- Python 2.7.X (Assuming Python in installed, from the command prompt type python -V)
- Git
Get the source code using "Git" or download and unzip the code.
git clone http://github.com/cfreder2/tweet_wrangler
Install required libraries for tweet_wrangler.py
-
pip install tweepy if you have trouble with tweepy on OS X, use: sudo -H pip install tweepy --ignore-installed six
-
pip install clint
or if an old version is already installedpip install -U clint
Install required libraries for tweet_add_sentiment.py
pip install textblob
Install required libraries for tweet_word_count.py
python -m textblob.download_corpora
twitter_auth.py contains contains your twitter API keys and tokens (4 in all) to be entered. You must enter your API keys from https://apps.twitter.com/ into this file before using tweet_wrangler.py
tweet_wrangler.py is used to collect tweets using Twitter's search or stream API. Tweets are gathered, parsed, and stored as a simple to process comma seperated file (csv).

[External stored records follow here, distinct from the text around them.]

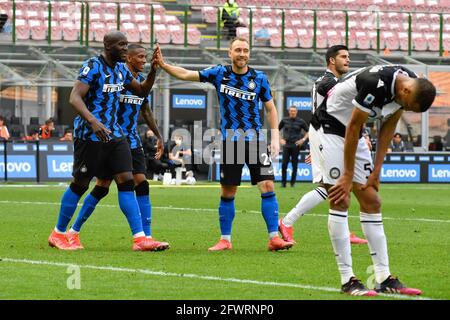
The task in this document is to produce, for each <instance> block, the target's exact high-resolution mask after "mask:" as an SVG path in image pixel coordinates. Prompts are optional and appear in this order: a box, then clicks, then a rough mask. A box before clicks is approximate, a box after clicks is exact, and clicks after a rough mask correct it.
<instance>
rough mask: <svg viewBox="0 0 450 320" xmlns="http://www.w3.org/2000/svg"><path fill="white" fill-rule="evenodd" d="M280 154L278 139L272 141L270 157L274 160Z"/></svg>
mask: <svg viewBox="0 0 450 320" xmlns="http://www.w3.org/2000/svg"><path fill="white" fill-rule="evenodd" d="M279 153H280V142H279V140H278V139H272V141H271V143H270V156H271V158H272V159H275V158H276V157H277V156H278V154H279Z"/></svg>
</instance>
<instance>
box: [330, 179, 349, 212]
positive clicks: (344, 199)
mask: <svg viewBox="0 0 450 320" xmlns="http://www.w3.org/2000/svg"><path fill="white" fill-rule="evenodd" d="M352 180H353V179H352V177H349V176H346V175H344V176H342V177H341V178H340V179H339V180H338V181H337V183H336V184H335V185H334V186H332V187H331V188H330V190H329V192H328V198H329V199H330V202H331V203H333V204H335V205H338V204H339V203H341V202H342V201H344V202H347V203H349V200H350V192H351V190H352Z"/></svg>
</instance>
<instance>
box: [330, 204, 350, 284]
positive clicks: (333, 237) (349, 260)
mask: <svg viewBox="0 0 450 320" xmlns="http://www.w3.org/2000/svg"><path fill="white" fill-rule="evenodd" d="M328 233H329V234H330V239H331V243H332V245H333V250H334V254H335V256H336V262H337V264H338V268H339V273H340V274H341V283H342V284H345V283H347V282H348V281H349V280H350V278H351V277H354V276H355V275H354V273H353V269H352V252H351V246H350V232H349V231H348V212H342V211H336V210H332V209H330V211H329V215H328Z"/></svg>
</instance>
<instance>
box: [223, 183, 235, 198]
mask: <svg viewBox="0 0 450 320" xmlns="http://www.w3.org/2000/svg"><path fill="white" fill-rule="evenodd" d="M236 191H237V186H224V185H222V192H221V197H223V198H229V199H230V198H234V196H235V195H236Z"/></svg>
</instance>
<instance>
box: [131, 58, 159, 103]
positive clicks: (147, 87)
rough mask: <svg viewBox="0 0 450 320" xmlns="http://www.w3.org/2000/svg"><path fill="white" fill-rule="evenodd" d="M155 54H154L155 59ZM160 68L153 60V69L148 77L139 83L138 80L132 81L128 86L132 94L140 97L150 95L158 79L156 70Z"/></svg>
mask: <svg viewBox="0 0 450 320" xmlns="http://www.w3.org/2000/svg"><path fill="white" fill-rule="evenodd" d="M154 56H155V53H153V57H154ZM157 68H158V66H157V64H156V63H155V62H154V61H153V60H152V67H151V68H150V72H149V73H148V75H147V78H146V79H145V80H144V81H142V82H139V81H137V80H136V79H134V78H133V79H132V80H131V83H130V84H129V85H127V86H126V88H127V89H129V90H130V91H131V92H133V93H134V94H135V95H137V96H139V97H146V96H148V95H149V93H150V91H151V90H152V87H153V84H154V83H155V78H156V69H157Z"/></svg>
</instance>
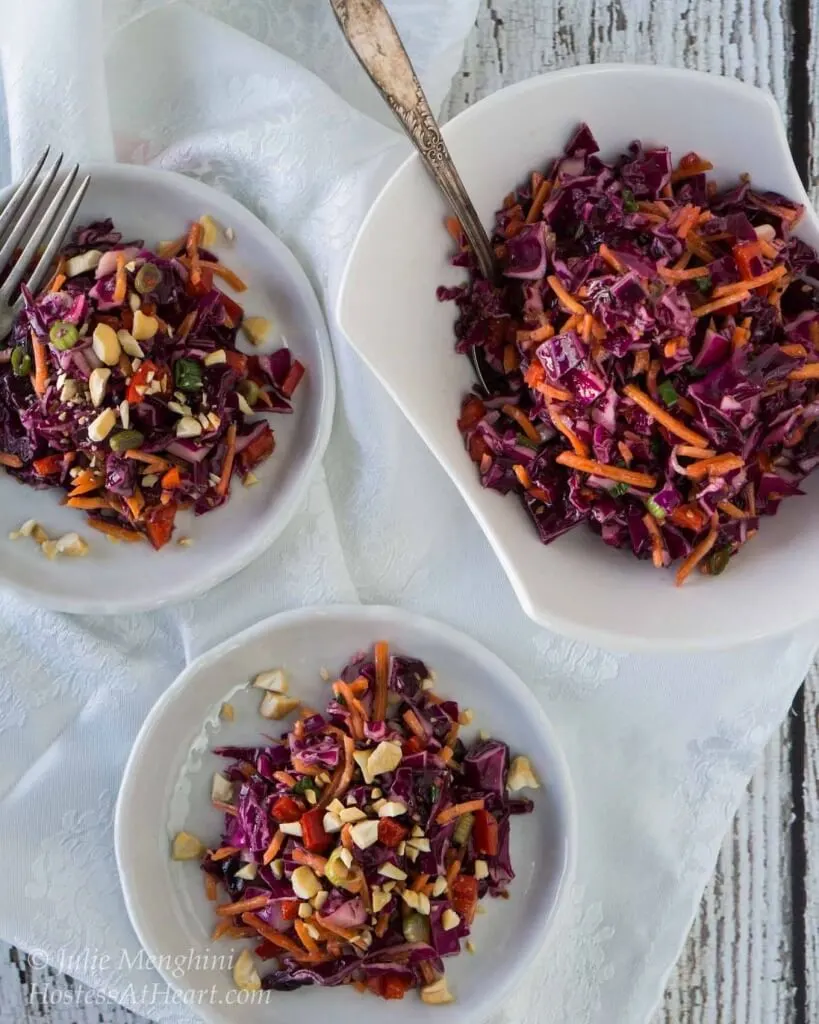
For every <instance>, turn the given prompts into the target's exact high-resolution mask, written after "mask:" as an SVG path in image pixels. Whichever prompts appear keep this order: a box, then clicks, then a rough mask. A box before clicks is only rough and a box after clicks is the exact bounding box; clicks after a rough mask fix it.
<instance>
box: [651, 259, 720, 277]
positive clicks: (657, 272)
mask: <svg viewBox="0 0 819 1024" xmlns="http://www.w3.org/2000/svg"><path fill="white" fill-rule="evenodd" d="M689 255H690V254H689ZM709 272H710V271H709V270H708V268H707V267H706V266H692V267H691V269H690V270H676V269H675V268H674V267H667V266H658V267H657V273H658V274H659V275H660V278H662V279H663V280H664V281H672V282H678V281H693V280H694V279H696V278H707V275H708V273H709Z"/></svg>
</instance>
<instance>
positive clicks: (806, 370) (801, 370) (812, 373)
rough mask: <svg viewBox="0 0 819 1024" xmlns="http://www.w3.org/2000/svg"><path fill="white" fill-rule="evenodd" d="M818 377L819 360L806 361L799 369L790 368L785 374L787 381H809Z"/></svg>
mask: <svg viewBox="0 0 819 1024" xmlns="http://www.w3.org/2000/svg"><path fill="white" fill-rule="evenodd" d="M817 377H819V362H807V364H806V365H805V366H804V367H800V368H799V370H791V371H790V373H789V374H788V375H787V379H788V380H789V381H809V380H814V379H815V378H817Z"/></svg>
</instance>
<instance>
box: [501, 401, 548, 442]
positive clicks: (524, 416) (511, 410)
mask: <svg viewBox="0 0 819 1024" xmlns="http://www.w3.org/2000/svg"><path fill="white" fill-rule="evenodd" d="M501 412H502V413H504V414H505V415H506V416H509V417H510V418H511V419H513V420H514V421H515V423H517V425H518V426H519V427H520V429H521V430H522V431H523V433H524V434H525V435H526V436H527V437H528V438H529V440H532V441H537V443H538V444H540V443H541V435H540V434H538V433H537V429H536V427H535V426H534V424H533V423H532V422H531V421H530V420H529V419H528V418H527V417H526V415H525V413H522V412H521V411H520V410H519V409H518V408H517V406H509V404H504V406H502V407H501Z"/></svg>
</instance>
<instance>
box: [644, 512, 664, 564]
mask: <svg viewBox="0 0 819 1024" xmlns="http://www.w3.org/2000/svg"><path fill="white" fill-rule="evenodd" d="M643 524H644V525H645V527H646V529H647V530H648V532H649V536H650V537H651V561H652V562H653V564H654V568H657V569H661V568H662V566H663V563H664V556H665V546H664V545H663V543H662V534H661V532H660V530H659V526H658V525H657V520H656V519H655V518H654V516H653V515H651V513H650V512H646V514H645V515H644V516H643Z"/></svg>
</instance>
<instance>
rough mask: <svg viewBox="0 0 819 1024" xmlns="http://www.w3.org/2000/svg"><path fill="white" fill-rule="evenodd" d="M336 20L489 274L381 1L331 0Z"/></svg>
mask: <svg viewBox="0 0 819 1024" xmlns="http://www.w3.org/2000/svg"><path fill="white" fill-rule="evenodd" d="M330 3H331V6H332V7H333V10H334V11H335V13H336V17H337V18H338V20H339V25H340V26H341V29H342V31H343V33H344V35H345V37H346V39H347V42H348V43H349V44H350V46H351V48H352V50H353V52H354V53H355V55H356V56H357V57H358V59H359V60H360V62H361V66H362V67H363V69H364V71H365V72H367V73H368V75H369V76H370V78H371V79H372V81H373V83H374V85H375V86H376V88H377V89H378V90H379V92H380V93H381V95H382V96H383V97H384V99H385V100H386V101H387V103H389V105H390V109H391V110H392V112H393V114H394V115H395V116H396V118H397V119H398V121H399V122H400V123H401V126H402V127H403V130H404V131H405V132H406V134H407V136H408V137H410V139H411V140H412V142H413V143H414V145H415V146H416V148H417V150H418V152H419V154H420V155H421V159H422V160H423V161H424V164H425V166H426V168H427V170H428V171H429V173H430V174H431V175H432V176H433V178H434V179H435V180H436V181H437V183H438V186H439V187H440V189H441V191H442V193H443V195H444V196H445V198H446V200H447V201H448V203H449V205H450V207H451V208H452V211H454V213H455V214H456V216H457V217H458V219H459V220H460V221H461V224H462V226H463V228H464V231H465V233H466V237H467V239H468V240H469V243H470V245H471V246H472V250H473V252H474V253H475V256H476V258H477V260H478V265H479V266H480V269H481V272H482V273H483V275H484V278H486V279H487V280H490V279H491V278H492V276H493V275H494V260H493V257H492V250H491V245H490V243H489V239H488V237H487V234H486V231H485V230H484V229H483V225H482V224H481V222H480V218H479V217H478V214H477V212H476V210H475V207H474V206H473V205H472V200H470V198H469V196H468V194H467V190H466V188H465V187H464V183H463V181H462V180H461V175H460V174H459V173H458V170H457V169H456V166H455V164H454V163H452V158H451V156H450V155H449V151H448V148H447V147H446V143H445V142H444V140H443V136H442V135H441V130H440V127H439V126H438V122H437V121H436V119H435V115H434V114H433V113H432V111H431V109H430V105H429V102H428V101H427V97H426V96H425V95H424V90H423V89H422V87H421V83H420V82H419V80H418V76H417V75H416V72H415V69H414V68H413V65H412V61H411V60H410V57H408V55H407V53H406V50H405V49H404V46H403V43H402V42H401V40H400V37H399V36H398V33H397V32H396V30H395V26H394V25H393V22H392V18H391V17H390V15H389V13H388V12H387V9H386V7H385V6H384V4H383V3H382V2H381V0H330Z"/></svg>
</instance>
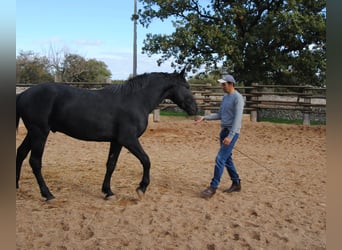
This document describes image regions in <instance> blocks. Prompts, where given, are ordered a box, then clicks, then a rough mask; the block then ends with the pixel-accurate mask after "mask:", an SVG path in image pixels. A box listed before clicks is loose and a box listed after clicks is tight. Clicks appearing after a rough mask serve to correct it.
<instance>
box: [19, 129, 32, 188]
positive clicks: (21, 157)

- Search for term cats OR dogs:
python tweet_wrangler.py --search cats,dogs
- Search for term cats OR dogs and limit the results to 20 tweets:
python tweet_wrangler.py --search cats,dogs --n 20
By default search only returns 100 tweets. Twitter caps the search API at round 1500 tweets. - Stream tweets including the term cats OR dogs:
python tweet_wrangler.py --stream cats,dogs
- Stream tweets including the term cats AND dogs:
python tweet_wrangler.py --stream "cats dogs"
- These AND terms can also be comma separated, for example:
python tweet_wrangler.py --stream "cats dogs", "foo bar", "birds fish"
- By default tweets are written to tweets.csv. use --f to change:
python tweet_wrangler.py --stream cats,dogs --f my_file.csv
- Header rows are not written by default, use --h to write a header row:
python tweet_wrangler.py --stream cats,dogs --h --f my_file.csv
- If you stream or search and your output file already exists your new tweets will be appended to the end of that file. In that case you may not want to write the header row, so simply leave off the --h flag.
tweet_add_sentiment.py opens a csv file created by tweet_wrangler.py and adds the following columns:
- polarity_score: a decimal number between -1 and 1
- polarity_text: nuetral = 0.2 to -0.2, positive > 0.2, negative < 0.2)
- detected_language: (2 digit code) all tweets are convereted to english (en) before sentiment is calculated
Example Usage without header row:
python tweet_add_sentiment.py --input_file tweets.csv --output_file tweets_sentiment.csv
Example Usage with header row:
python tweet_add_sentiment.py --h --input_file tweets.csv --output_file tweets_sentiment.csv
tweet_word_count.py requires a csv file created by tweet_add_sentiment.py as it's input. Each word in a tweet becomes a new line in a fact table with the following columns.
- date
- word
- frequency
- polarity_score
- polarity_text
Example Usage without header row:
python tweet_word_frequency.py --input_file tweets_sentiment.csv --output_file tweet_word_frequency.csv
Example Usage with header row:
python tweet_word_frequency.py --h --input_file tweets_sentiment.csv --output_file tweet_word_frequency.csv
Try and only extract noun phrases:
python tweet_word_frequency.py --nouns --input_file tweets_sentiment.csv --output_file tweet_word_frequency.csv
License
This program is free software: you can redistribute it and/or modify it under the terms of the GNU General Public License as published by the Free Software Foundation, either version 3 of the License, or (at your option) any later version.